Parc national et réserve de parc national du Canada Kluane

Patrimoine culturel

Ainé des Premières nations Champagne et Aishihik
Ainé des Premières nations Champagne et Aishihik 
© Parcs Canada / Fritz Mueller


Culture des Tutchonis du Sud

Un membre de la Première nation de Kluane montre à des Montre à des jeunes à identifier des pistes d’animaux 
© Parcs Canada / Fritz Mueller

Depuis des temps immémoriaux, les Tutchonis du Sud, qui comprennent les Premières nations Champagne et Aishihik et la Première nation Kluane, ont vécu dans la région qui est maintenant le parc national. Pendant des millénaires, dän (le peuple) a adopté un mode de vie efficace pour survivre sur ce territoire fait d’extrêmes. Les anciens racontent l’histoire passionnante de ce peuple et décrivent en détail des événements et des lieux qui remontent à de nombreuses générations.

Les Tuchtonis du Sud étaient autrefois un peuple nomade qui parcouraient de grandes distances pour profiter de l’abondance saisonnière de faune et de flore à travers leur territoire traditionnel. Ce mode de vie exigeait d’eux qu’ils soient maîtres de l’art de la chasse et des déplacements dans une région en proie à des variations climatiques et géographiques radicales.

 

Savoir ancestral et la langue des Tutchonis du Sud

Ainé de la Première nation Kluane Ainé de la Première nation Kluane
© Parcs Canada / Fritz Mueller

Ce sont la précision et la profondeur de leur langue qui ont permis aux Tuchtonis du Sud de survivre. Les anciens transmettaient oralement les enseignements officiels et les histoires traditionnelles, et cette pratique se poursuit encore aujourd’hui. Les toponymes et les histoires qui leur sont associés constituent une source de savoir essentielle: ils identifiaient les endroits où se trouvaient les ressources, faisaient références à des événements passés, et décrivaient le paysage de façon à ce qu’un voyageur ait connaissance d’un endroit sans y être allé auparavant.

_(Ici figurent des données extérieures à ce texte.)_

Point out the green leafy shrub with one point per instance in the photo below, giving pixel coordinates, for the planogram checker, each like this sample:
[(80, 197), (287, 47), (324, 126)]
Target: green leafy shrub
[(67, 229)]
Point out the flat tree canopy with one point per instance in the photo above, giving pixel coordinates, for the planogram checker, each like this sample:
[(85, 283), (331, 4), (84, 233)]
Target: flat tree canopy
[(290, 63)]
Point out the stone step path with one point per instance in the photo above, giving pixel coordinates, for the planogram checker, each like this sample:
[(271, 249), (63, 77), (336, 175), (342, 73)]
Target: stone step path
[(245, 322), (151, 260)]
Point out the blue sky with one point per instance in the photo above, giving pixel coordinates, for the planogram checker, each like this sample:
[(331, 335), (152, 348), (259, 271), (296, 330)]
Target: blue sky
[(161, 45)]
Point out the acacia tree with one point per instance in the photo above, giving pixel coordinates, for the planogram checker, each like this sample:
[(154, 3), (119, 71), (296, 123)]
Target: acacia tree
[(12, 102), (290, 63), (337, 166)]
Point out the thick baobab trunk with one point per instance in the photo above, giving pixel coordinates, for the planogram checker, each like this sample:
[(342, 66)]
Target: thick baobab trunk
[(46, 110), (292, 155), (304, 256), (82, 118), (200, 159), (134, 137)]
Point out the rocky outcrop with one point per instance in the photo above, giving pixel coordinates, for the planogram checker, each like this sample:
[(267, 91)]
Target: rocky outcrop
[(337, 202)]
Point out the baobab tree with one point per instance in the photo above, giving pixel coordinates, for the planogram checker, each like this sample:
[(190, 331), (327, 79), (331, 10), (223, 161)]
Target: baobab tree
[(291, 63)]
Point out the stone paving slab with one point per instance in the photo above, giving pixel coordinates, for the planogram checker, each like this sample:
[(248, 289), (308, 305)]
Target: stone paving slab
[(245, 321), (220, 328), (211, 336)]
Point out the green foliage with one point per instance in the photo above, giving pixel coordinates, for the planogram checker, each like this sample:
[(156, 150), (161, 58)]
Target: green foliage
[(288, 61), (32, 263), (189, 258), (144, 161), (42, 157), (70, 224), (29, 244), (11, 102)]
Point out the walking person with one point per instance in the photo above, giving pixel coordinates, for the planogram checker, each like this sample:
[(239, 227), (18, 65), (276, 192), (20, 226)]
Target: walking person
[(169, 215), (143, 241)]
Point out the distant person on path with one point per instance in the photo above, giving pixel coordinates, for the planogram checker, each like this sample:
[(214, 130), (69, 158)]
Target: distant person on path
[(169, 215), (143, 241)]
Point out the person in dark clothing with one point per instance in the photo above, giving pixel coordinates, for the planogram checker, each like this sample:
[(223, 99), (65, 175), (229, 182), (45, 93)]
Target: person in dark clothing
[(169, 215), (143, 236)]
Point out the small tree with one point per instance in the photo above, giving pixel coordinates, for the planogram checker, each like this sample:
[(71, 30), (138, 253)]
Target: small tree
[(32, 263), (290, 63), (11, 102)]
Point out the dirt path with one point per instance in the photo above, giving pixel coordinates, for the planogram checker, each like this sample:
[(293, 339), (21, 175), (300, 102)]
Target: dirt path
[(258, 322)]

Dans la langue des Tuchtonis du Sud, le lac Kluane se dit «Łù’àn Män», ce qui signifie lac où abonde le poisson. Les Tlingits du littoral, avec lesquels les Tutchonis faisaient du commerce, avaient surnommé la région « ùxh-àni », qui veut dire pays de corégones. Kluane (Kloo-wah-nee) nous vient de ces deux termes des premiers habitants.

Cogestion

teaching youth Montre à des jeunes à identifier des plantes
© Parcs Canada / F. Mueller

En 1943, le refuge de gibier Kluane a été créé et les Premières nations se sont vu interdire l’accès à une portion considérable de leur territoire traditionnel pour la pêche, la chasse et le piégeage. Le lien particulier qui les unissait à ces terres s’est donc rompu, ce qui a entraîné d’importantes pertes sur les plans culturel et personnel depuis cinq générations maintenant.
Aujourd’hui, grâce à la mise en oeuvre de leur revendications territoriales et à la création du parc national et de la réserve de parc national Kluane, ces Autochtones ont recouvré leur droit de pratiquer leurs activités traditionnelles dans le parc et dans les terres avoisinantes du refuge de gibier Kluane.

Aujourd’hui, la culture des Tuchtonis du Sud est d’une grande richesse, et elle est solidement liée au monde naturel. Le renouvellement de ces liens avec le territoire traditionnel qui se trouve dans le parc et l’orientation à donner à la gestion des ressources naturelles constituent des priorités pour les Premières nations Champagne et Aishihik et pour la Première nation Kluane. Cette réintégration culturelle permettra aussi de faire en sorte que le savoir traditionnel de ces Premières nations soit reconnu et transmis aux générations futures.

L’Entente définitive des Premières nations Champagne et Aishihik et l’Entente definitive de la Première nation Kluane ont marqué le début d’une nouvelle ère pour la gestion du parc national et de la réserve de parc national Kluane. L’Entente définitive des Premières nations Champagne et Aishihik a établi la création du Conseil de gestion du parc national Kluane (le Conseil), et les deux ententes définitives énumèrent les droits et les obligations spécifiques des deux Premières nations, du Conseil et de Parcs Canada en ce qui a trait à la gestion du parc – un régime de cogestion fondé sur le partage des responsabilités.